ROMA: Resource Orchestration for Microservices-based 5G Applications

With the growth of 5G, Internet of Things (IoT), edge computing and cloud computing technologies, the infrastructure (compute and network) available to emerging applications (AR/VR, autonomous driving, industry 4.0, etc.) has become quite complex. There are multiple tiers of computing (IoT devices, near edge, far edge, cloud, etc.) that are connected with different types of networking technologies (LAN, LTE, 5G, MAN, WAN, etc.). Deployment and management of applications in such an environment is quite challenging. In this paper, we propose ROMA, which performs resource orchestration for microservices-based 5G applications in a dynamic, heterogeneous, multi-tiered compute and network fabric. We assume that only application-level requirements are known, and the detailed requirements of the individual microservices in the application are not specified. As part of our solution, ROMA identifies and leverages the coupling relationship between compute and network usage for various microservices and solves an optimization problem in order to appropriately identify how each microservice should be deployed in the complex, multi-tiered compute and network fabric, so that the end-to-end application requirements are optimally met. We implemented two real-world 5G applications in video surveillance and intelligent transportation system (ITS) domains. Through extensive experiments, we show that ROMA is able to save up to 90%, 55% and 44% compute and up to 80%, 95% and 75% network bandwidth for the surveillance (watchlist) and transportation application (person and car detection), respectively. This improvement is achieved while honoring the application performance requirements, and it is over an alternative scheme that employs a static and overprovisioned resource allocation strategy by ignoring the resource coupling relationships.

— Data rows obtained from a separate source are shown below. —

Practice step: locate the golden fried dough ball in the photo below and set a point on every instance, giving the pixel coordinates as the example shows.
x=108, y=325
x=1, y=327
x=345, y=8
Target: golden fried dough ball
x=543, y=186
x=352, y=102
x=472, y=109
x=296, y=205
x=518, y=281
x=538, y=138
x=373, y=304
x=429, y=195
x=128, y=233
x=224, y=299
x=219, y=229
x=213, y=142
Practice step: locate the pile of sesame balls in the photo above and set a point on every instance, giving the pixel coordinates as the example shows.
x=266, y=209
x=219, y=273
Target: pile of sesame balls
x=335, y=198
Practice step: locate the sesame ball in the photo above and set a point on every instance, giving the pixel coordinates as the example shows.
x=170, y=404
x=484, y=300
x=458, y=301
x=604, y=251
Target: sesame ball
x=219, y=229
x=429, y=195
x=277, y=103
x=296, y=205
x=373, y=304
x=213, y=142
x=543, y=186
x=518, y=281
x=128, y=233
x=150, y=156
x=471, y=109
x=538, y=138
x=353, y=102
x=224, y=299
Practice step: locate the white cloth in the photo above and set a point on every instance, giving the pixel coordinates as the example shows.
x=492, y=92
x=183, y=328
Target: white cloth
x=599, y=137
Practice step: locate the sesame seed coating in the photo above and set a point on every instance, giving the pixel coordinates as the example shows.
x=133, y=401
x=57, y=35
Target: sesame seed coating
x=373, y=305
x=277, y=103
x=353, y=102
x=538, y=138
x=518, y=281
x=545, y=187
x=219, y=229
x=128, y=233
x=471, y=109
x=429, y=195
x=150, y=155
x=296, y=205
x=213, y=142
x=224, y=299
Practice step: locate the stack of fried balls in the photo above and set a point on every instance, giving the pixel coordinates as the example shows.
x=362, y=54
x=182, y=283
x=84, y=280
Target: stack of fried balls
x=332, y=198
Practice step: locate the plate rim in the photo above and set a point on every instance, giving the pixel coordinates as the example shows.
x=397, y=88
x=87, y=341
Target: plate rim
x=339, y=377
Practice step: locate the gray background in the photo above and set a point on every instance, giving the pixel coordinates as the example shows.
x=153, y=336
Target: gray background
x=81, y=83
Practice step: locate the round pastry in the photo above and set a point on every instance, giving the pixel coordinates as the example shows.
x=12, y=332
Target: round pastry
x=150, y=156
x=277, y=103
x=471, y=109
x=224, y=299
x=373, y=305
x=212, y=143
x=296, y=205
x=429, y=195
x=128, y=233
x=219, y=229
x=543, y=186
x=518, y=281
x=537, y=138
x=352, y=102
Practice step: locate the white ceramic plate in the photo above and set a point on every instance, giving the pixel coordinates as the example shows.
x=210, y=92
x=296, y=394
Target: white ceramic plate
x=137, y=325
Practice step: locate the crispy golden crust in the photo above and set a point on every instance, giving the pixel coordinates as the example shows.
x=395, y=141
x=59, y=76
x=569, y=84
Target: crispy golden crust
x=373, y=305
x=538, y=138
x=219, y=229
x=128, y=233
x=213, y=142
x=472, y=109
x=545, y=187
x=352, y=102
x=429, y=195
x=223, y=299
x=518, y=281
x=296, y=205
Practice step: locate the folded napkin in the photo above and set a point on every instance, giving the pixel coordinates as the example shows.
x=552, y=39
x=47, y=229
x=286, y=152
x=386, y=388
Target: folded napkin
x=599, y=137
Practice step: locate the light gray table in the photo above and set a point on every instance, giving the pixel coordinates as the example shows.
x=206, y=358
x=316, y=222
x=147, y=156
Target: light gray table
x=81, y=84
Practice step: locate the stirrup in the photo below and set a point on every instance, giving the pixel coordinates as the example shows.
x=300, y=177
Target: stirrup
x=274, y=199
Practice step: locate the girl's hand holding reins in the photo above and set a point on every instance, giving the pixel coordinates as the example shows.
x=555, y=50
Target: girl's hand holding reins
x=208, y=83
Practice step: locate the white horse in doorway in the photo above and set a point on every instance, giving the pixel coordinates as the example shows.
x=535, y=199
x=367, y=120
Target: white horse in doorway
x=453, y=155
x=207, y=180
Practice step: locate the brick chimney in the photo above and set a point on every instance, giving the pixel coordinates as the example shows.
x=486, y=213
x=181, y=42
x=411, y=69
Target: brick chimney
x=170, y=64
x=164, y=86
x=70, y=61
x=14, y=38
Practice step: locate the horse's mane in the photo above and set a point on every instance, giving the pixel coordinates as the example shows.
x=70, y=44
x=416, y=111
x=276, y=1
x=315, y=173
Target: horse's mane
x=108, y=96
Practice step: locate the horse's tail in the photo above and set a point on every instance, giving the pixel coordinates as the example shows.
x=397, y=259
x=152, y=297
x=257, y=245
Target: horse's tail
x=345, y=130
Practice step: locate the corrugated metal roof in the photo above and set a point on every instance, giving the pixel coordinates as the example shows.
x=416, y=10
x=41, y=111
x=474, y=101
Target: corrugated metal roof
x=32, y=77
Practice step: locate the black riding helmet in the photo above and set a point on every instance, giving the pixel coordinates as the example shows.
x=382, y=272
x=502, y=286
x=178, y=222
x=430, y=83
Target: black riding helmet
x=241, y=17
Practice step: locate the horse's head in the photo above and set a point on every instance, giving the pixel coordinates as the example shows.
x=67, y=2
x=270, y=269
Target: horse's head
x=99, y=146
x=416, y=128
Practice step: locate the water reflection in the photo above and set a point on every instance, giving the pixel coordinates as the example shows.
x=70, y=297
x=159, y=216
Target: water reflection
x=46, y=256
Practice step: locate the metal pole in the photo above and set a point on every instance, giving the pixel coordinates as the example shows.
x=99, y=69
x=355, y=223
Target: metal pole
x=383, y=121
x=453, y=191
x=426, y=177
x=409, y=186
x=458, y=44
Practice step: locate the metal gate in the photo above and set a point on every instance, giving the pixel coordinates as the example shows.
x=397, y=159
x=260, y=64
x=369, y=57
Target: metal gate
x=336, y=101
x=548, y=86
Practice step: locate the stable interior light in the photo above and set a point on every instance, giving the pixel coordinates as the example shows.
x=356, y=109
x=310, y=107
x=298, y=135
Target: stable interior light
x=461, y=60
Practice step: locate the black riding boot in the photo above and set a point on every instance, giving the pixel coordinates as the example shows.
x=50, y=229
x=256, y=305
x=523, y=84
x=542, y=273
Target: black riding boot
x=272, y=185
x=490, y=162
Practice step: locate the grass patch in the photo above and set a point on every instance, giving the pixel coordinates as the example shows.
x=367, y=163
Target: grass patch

SmartSlice: Dynamic, Self-optimization of Application’s QoS requests to 5G networks

Applications can tailor a network slice by specifying a variety of QoS attributes related to application-specific performance, function or operation. However, some QoS attributes like guaranteed bandwidth required by the application do vary over time. For example, network bandwidth needs of video streams from surveillance cameras can vary a lot depending on the environmental conditions and the content in the video streams. In this paper, we propose a novel, dynamic QoS attribute prediction technique that assists any application to make optimal resource reservation requests at all times. Standard forecasting using traditional cost functions like MAE, MSE, RMSE, MDA, etc. don’t work well because they do not take into account the direction (whether the forecasting of resources is more or less than needed), magnitude (by how much the forecast deviates, and in which direction), or frequency (how many times the forecast deviates from actual needs, and in which direction). The direction, magnitude and frequency have a direct impact on the application’s accuracy of insights, and the operational costs. We propose a new, parameterized cost function that takes into account all three of them, and guides the design of a new prediction technique. To the best of our knowledge, this is the first work that considers time-varying application requirements and dynamically adjusts slice QoS requests to 5G networks in order to ensure a balance between application’s accuracy and operational costs. In a real-world deployment of a surveillance video analytics application over 17 cameras, we show that our technique outperforms other traditional forecasting methods, and it saves 34% of network bandwidth (over a ~24 hour period) when compared to a static, one-time reservation.